But just as we could say that the beings of the third hierarchy, the angels, archangels, and spirits of the age, have descendants who separate from them, so too do the beings of this second hierarchy have descendants. In the course of time, in a similar way to what we described yesterday for the beings of the third hierarchy, other beings split off from these beings of the second hierarchy, which then become of a lower category and are sent down into the realms of nature, just like the nature spirits from the beings of the third hierarchy, who are, as it were, the master builders and craftsmen in miniature in the realms of nature. The spiritual beings that split off from the second hierarchy and descend into the realms of nature are those beings that we in occultism refer to as the group souls of plants and animals, the group souls in the individual beings. Thus, on the second stage, the occult view finds spiritual beings in the beings belonging to the plant and animal kingdoms, which are not, as in the case of human beings, individual spirits in individual human personalities, but rather we find groups of animals and plants that are similarly formed, animated by a common spiritual being. Let us say we find the form of lions, the form of tigers, other forms animated by common soul beings. We call these common soul beings group souls, and these group souls are split-off descendants of the beings of the second hierarchy, just as the nature spirits are descendants of the beings of the third hierarchy.
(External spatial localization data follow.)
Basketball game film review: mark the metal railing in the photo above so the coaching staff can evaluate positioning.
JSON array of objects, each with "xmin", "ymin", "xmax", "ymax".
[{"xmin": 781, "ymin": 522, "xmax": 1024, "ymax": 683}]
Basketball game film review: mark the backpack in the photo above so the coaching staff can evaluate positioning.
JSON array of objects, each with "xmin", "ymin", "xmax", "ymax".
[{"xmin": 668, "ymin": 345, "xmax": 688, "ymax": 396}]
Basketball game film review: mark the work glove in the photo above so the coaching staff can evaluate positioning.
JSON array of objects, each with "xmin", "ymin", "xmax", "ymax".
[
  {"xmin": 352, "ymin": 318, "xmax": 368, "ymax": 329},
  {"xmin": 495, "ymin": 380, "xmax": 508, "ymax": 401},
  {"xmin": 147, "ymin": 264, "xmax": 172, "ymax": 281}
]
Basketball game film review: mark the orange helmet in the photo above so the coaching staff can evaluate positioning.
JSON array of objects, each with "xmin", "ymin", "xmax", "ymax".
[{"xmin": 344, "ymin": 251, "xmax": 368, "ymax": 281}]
Thus we ascend from below into the higher worlds and, when we survey the elements that are important for all beings in the plant, animal, and human kingdoms, we find that in these elements—in the solid, liquid, and gaseous—the nature spirits reign, who are the descendants of the beings of the third hierarchy. When we ascend from the elements earth, water, and air to what lives in the natural kingdoms with the help of these elements, we find spiritual beings that permeate and enliven the beings of these natural kingdoms, group souls, and these group souls are separated spiritual beings of those we know as the beings of the second hierarchy.
You can see from this that only with the occult vision of the second stage can these beings, which we call group souls, be truly perceived. Only those occultly developed human beings who can extend the essence of their own etheric body like tentacles can get to know the beings of the second hierarchy and also the beings of the group souls that exist in the various realms of nature. It is even more difficult to ascend to the beings of the first hierarchy and to those beings which, in the natural realms, are in turn the descendants of these beings of the first hierarchy. We will continue talking about this tomorrow.